En todos los conflictos existen las víctimas colaterales, aquellos diminutos personajes que, como dice la canción, la guerra les pisa fuerte la inocencia. Muertos y heridos por causa de la metralla y las bombas que no estaban destinadas a ellos pero que aun así, les dejan una terrible huella.
En el caso que voy a referir la víctima colateral es Simón Bolivar, un hombre con todos los claroscuros de muchos personajes históricos de su época, que fue el libertador de varios países de América del Sur y, además, uno de los primeros en pensar en una especie de mega-estado latinoamericano para hacer frente al monstruo del norte.

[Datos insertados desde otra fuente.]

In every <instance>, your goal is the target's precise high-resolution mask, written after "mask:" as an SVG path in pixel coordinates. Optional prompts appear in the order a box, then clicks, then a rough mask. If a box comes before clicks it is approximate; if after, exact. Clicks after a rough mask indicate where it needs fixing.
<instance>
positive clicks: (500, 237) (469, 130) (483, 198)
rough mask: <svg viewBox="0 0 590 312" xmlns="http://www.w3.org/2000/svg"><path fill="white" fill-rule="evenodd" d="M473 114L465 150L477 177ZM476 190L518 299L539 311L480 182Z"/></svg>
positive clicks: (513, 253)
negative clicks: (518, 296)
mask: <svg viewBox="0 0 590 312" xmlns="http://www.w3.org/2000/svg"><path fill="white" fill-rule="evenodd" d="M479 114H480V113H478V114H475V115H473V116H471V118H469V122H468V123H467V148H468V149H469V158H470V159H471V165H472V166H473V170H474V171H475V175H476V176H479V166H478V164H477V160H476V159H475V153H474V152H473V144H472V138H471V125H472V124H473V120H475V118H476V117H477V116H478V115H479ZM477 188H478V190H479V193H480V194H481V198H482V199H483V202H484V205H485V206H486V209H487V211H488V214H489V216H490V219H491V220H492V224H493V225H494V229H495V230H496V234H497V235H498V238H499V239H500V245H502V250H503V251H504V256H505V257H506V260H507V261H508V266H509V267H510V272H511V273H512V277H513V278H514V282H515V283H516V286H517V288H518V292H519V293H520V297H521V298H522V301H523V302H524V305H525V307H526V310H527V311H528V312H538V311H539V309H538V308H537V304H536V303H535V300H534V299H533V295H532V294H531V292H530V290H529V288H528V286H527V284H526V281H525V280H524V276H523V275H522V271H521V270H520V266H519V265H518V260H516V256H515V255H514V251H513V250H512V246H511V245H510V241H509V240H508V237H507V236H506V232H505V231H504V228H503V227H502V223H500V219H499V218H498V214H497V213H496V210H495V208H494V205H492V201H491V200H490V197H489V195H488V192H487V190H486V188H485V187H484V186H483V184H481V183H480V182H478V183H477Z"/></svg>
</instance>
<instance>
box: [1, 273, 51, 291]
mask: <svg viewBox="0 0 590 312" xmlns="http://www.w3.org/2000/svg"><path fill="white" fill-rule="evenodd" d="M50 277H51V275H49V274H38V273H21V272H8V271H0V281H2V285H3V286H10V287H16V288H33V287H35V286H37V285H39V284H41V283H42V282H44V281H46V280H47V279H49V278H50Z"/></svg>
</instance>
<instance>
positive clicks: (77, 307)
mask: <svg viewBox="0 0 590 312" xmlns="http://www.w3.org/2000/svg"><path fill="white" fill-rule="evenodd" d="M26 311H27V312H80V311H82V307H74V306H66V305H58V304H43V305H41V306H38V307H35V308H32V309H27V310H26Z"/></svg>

Como muchos otros prohombres del siglo XIX, ya se encontraba muy tranquilo en su altar, ocupando su escaño en la convención de la historia cuando, a mala hora, a un milico golpista, populista y fanfarrón llamado Hugo Chávez se le ocurrió traerlo de regreso a este circo al que llamamos política regional.
Como buen populista, Chávez necesitaba una imagen que lo legitimara y no tuvo sonrojo en tomar la de Simón Bolivar para darle al batiburrillo que llama ideología una capa de barniz histórico: creó el movimiento Bolivariano.
Desde entonces la palabra Bolivar y la imagen del libertador se ha transformado en un detonador que asusta por las pasiones que genera.
Visualicemos:
Aparece el presidente en uno de los salones de Palacio Nacional; de fondo a la izquierda se ve un cuadro con la imagen de Simón Bolivar.
―¡¡Pero cómo!!― Gritan de inmediato las tías católicas de tuiter; ―este malvado comunista, ateo y masón ya nos quiere transformar en una Venezuela… ¿Cómo osa colocar una imagen bolivariana en el sagrado templo del palacio mayor de México?
Aterrizan en la histeria a toda velocidad y ni se les ocurre investigar tantito para enterarse que en dicho salón hay varios cuadros, todos ellos representando héroes de la independencia del continente, incluso hay uno de George Washington. Todas esas imágenes llevan ahí décadas.
Por cierto, el bigotón del otro cuadro es José Martí, padre de la independencia cubana (no, no era comunista).
Ahora la cosa se pone peor.
El nuevo presidente de Colombia, Gustavo Petro, hace fiesta por su toma de posesión e invita a todo mundo al convivio; entre ellos se encuentra el muy estirado y muy conservador monarca español Felipe VI. Al nuevo presidente se le hace muy cool enseñarle a todo mundo la espada de Simón Bolivar, una especie de símbolo que por años se han peleado entre colombianos y venezolanos. Una santa reliquia que las malas lenguas dicen que es falsa (la verdadera ya se la robaron).
Cuando aparece el santo fetiche fálico todos los asistentes se ponen de pie, con un fervor republicano que ya quisiéramos que fuese cierto. Todos, menos el señor Borbón que, con un gesto de desprecio, permanece arrepatingado en su silla.
¡Las redes explotan!
La mal llamada izquierda lanza diatribas que nos recuerdan a los jacobinos franceses y exigen, de nuevo, la borbónica cabeza: “sepan que aquí no queremos monarcas” dicen, como si Felipillo estuviera pendiente de lo que escriben en ese marranero llamado tuiter.
¡Allons enfants de la Patrie!
La mal llamada derecha, ―que, por cierto, encuentra al monarca muy guapo―, no pierde momento para aseverar que el nuevo presidente es parte de ese malvado complot rojillo, comunista, anti-católico judeo-masón llamado bolivarianismo y casi podemos escuchar el sonido que hacen sus vestiduras la ser rasgadas ante las críticas al Borbón barbón (tenía años esperando para escribir eso).
Como todo lo que ocurre en este congal que algunos llaman cultura política: necesitamos el mínimo estímulo para tronar como chinampinas.
A mí me enseñaban canciones sobre Simón Bolivar en la escuela primaria y ¡era una escuela católica!
(También hay que decirlo, la escuela se llamaba Simón Bolivar, ¿eso me hace bolivariano?)
El caso es que, pobre Simón, a 192 años de su muerte, todavía no puede descansar en paz.